West Tisbury selectmen will continue to explore options regarding development of the town’s planned solar array at the landfill. Town counsel Ronald Rappaport appeared at Wednesday’s board of selectmen meeting to discuss the matter, reporting that the Cape & Vineyard Electric Cooperative (CVEC) had amended the contract he and associate Fain Hackney negotiated in December of last year. The original project lender had withdrawn, and CVEC had found a new lender, Deutsche Bank.

None of the changes in themselves had any effect on the town, Mr. Rappaport said. But because the contract had been revised, the deadline for signing it had been changed to April 30.

“[The extension] gives the board time to step back and see if you’re interested in other alternatives,” Mr. Rappaport said.

“Something that hasn’t been mentioned [yet] is that there’s sentiment among some that a local project would be better for us,” selectmen chair Cynthia Mitchell said. Since the town first embarked on the solar array project, she said the town of Aquinnah had successfully completed a locally-financed and developed solar array of its own.

That project, developed by Vineyard Power, with funding from Vineyard summer residents Lee and Julie Moncton and the Edgartown National Bank and built by South Mountain Company, will save an estimated 10 per cent in actual electricity costs per year through tax credits and renting the landfill to Vineyard Power. If the town exercises an option to buy the panels at the end of 10 years, its electricity costs will, for the most part, disappear. By contrast, the current West Tisbury agreement would require the town to enter into a 20-year agreement to provide 10 per cent of the power it generates to the CVEC for its distribution and profit. The town would be able to sell the balance of the power it does not use.

“I think the local sentiment is if it can happen there, why can’t it happen here in West Tisbury?”, Mrs. Mitchell said, acknowledging that the Aquinnah array is smaller than that planned for West Tisbury.

Selectman Richard Knabel said that another factor was the previous withdrawal of the West Tisbury School from the CVEC arrangement with the town. The withdrawal, school committee chair Dan Cabot said at the meeting, was due to concerns that Broadway Electric would not be able to follow through and that the length of time the project would be CVEC-owned (20 years) was overly long.

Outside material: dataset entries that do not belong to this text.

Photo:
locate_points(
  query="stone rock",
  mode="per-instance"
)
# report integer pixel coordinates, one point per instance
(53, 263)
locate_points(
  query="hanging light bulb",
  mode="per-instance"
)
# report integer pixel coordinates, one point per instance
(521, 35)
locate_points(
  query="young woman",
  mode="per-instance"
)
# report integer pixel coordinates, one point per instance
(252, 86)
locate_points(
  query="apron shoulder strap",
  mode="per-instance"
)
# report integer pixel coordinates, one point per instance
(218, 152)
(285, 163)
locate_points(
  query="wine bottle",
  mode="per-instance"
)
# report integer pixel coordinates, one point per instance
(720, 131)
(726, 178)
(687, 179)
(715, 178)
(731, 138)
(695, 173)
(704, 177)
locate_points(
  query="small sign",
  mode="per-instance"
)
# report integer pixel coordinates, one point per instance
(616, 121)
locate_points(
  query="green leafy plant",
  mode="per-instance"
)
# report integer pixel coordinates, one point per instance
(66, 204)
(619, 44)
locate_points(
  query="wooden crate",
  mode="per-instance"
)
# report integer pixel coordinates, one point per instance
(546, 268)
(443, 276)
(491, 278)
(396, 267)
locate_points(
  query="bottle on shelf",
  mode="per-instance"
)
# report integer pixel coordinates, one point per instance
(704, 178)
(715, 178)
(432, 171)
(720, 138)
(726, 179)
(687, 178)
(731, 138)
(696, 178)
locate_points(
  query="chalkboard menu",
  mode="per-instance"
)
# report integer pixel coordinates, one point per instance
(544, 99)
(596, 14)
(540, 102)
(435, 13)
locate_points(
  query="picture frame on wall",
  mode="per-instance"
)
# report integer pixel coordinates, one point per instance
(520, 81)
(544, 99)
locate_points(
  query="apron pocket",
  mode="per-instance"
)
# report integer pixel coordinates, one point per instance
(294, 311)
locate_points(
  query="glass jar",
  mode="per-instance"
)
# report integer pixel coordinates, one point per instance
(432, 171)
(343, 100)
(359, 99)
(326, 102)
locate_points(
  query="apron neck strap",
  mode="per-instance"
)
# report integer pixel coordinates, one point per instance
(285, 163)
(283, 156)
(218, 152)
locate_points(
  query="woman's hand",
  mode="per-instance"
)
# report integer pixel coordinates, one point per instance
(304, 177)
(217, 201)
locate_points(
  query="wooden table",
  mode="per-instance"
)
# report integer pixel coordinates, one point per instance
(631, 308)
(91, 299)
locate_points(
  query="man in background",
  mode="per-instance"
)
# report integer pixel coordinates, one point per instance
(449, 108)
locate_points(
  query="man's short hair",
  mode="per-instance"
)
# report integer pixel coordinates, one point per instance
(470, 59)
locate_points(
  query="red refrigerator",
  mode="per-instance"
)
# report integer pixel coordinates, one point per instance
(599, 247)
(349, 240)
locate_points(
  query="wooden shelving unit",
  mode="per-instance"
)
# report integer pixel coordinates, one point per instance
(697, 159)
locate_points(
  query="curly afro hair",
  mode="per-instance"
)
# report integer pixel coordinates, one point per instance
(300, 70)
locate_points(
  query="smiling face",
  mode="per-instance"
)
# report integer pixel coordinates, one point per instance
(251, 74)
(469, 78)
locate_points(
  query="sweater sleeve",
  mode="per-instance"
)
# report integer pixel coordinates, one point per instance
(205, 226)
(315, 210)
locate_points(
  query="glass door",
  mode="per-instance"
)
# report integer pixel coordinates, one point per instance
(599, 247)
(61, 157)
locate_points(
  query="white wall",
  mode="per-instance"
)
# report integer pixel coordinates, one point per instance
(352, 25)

“This new information today from Deutsche Bank . . . might solve some of the problem,” Mr. Cabot said.

Mr. Knabel raised the issue of West Tisbury itself breaking away from CVEC, but Mrs. Mitchell said the concern at the moment was just to investigate new developer options.

“I think we can only compare to where we are now,” she said. “We have a contract that we have voted to sign . . . we’re giving ourselves the opportunity because they took their time getting it to us.”

A local project could give the town a better deal overall, Mrs. Mitchell said. “We need to take a look at it.”

In other business, the board appointed Nate Morgan to the West Tisbury Conservation Committee, and approved a free concert to be held at the Grange Hall on May 22. The concert will feature Jemima James and Friends and Good Night Louise.